JAKARTA, KOMPAS.com - Harga merupakan salah satu aspek penting dalam mendukung program percepatan kendaraan listrik di dalam negeri agar bisa terserap secara cepat oleh masyarakat.
Pasalnya, saat ini banderolan mobil listrik belum mampu menjangkau lapisan paling gemuk di pasar domestik karena tak sesuai dengan kemampuan belanja rata-rata warga Indonesia yakni di atas Rp 350 juta sampai Rp 1 miliar.
Oleh karena itu, Direktur Jenderal Industri Logam, Mesin, Alat Transportasi, dan Elektronika (ILMATE) Kementerian Perindustrian Taufiek Bawazier meminta agar harga mobil listrik harus berada di Rp 300 jutaan.

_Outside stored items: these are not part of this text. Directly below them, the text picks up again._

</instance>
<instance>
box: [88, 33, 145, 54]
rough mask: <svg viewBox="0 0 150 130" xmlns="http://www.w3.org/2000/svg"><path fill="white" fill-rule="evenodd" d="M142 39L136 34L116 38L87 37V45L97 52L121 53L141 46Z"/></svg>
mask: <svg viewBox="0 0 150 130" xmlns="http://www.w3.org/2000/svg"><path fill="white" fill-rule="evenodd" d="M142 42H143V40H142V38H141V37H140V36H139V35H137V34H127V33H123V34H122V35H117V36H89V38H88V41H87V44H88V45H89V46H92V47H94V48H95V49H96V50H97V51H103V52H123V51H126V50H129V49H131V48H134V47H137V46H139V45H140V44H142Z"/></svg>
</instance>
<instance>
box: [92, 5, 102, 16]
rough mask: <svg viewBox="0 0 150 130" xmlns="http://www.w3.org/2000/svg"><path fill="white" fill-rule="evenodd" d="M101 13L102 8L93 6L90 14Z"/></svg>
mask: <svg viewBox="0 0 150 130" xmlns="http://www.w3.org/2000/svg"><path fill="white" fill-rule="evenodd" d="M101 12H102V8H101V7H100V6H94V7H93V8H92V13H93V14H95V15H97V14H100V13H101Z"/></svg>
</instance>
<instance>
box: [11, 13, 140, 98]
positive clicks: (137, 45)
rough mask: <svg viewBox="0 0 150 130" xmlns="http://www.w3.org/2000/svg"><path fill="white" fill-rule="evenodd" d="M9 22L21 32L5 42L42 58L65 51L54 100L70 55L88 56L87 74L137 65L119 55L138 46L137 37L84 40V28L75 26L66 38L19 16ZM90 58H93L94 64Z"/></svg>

"Dunia ini sudah bergerak ke carbon emission environment dan tentu Indonesia sudah menyiapkan beragam regulasi agar ikut serta dalam upaya tersebut. Secara umum, kita sudah siap ke era kendaraan listrik bahkan lebih dari itu," katanya dalam webinar yang dihelat oleh IBIMA Indonesia, Senin (9/8/2021).

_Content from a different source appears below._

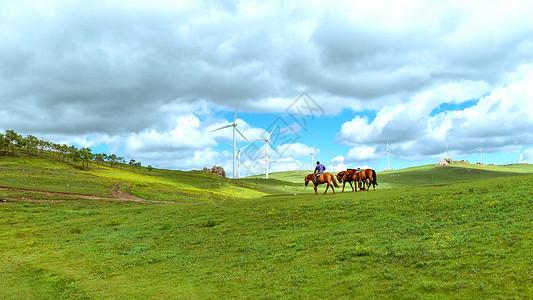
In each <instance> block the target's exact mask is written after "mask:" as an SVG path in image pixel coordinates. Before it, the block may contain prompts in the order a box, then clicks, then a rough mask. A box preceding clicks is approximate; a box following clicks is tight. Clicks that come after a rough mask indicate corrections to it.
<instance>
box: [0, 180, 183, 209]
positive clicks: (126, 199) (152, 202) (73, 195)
mask: <svg viewBox="0 0 533 300" xmlns="http://www.w3.org/2000/svg"><path fill="white" fill-rule="evenodd" d="M124 184H126V183H122V184H118V183H117V184H115V185H113V186H112V187H111V194H112V195H113V198H111V197H100V196H91V195H82V194H72V193H61V192H47V191H39V190H30V189H21V188H10V187H1V186H0V190H4V191H19V192H31V193H40V194H45V195H58V196H67V197H73V198H78V199H87V200H118V201H134V202H140V203H173V204H176V203H178V202H172V201H159V200H146V199H143V198H139V197H135V196H133V195H131V194H128V193H126V192H124V191H121V190H120V187H121V186H122V185H124ZM25 200H29V201H52V202H56V201H69V200H66V199H61V200H59V199H58V200H44V199H25ZM2 202H4V201H2Z"/></svg>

"Kita masuk ke industri baterai kendaraan listrik pun sudah siap. Tapi memang terdapat aspek yang harus dipikirkan kembali yaitu bagaimana memikirkan ke depan," lanjut Taufiek.
Salah satu elemen yang ia soroti adalah kemampuan belanja atau konsumsi rata-rata masyarakat Indonesia terhadap barang tersier seperti mobil. Sebab bila kehadiran kendaraan serupa tak bisa menjangkaunya, akan sia-sia.
"Kendaraan listrik saat ini masih didominasi oleh incone-per kapita negara yang kaya seperti Amerika Serikat (AS) dan Eropa yang sudah di atas 50.000 dollar AS. Sementara Indonesia masih sekitar 4.000 dollar AS," kata dia.
Sehingga, pemerintah dan instansi terkait harus berkerja sama lakukan kajian supaya mengurangi biaya produksi kendaraan listrik agar harga jual di pasaran bisa lebih terjangkau.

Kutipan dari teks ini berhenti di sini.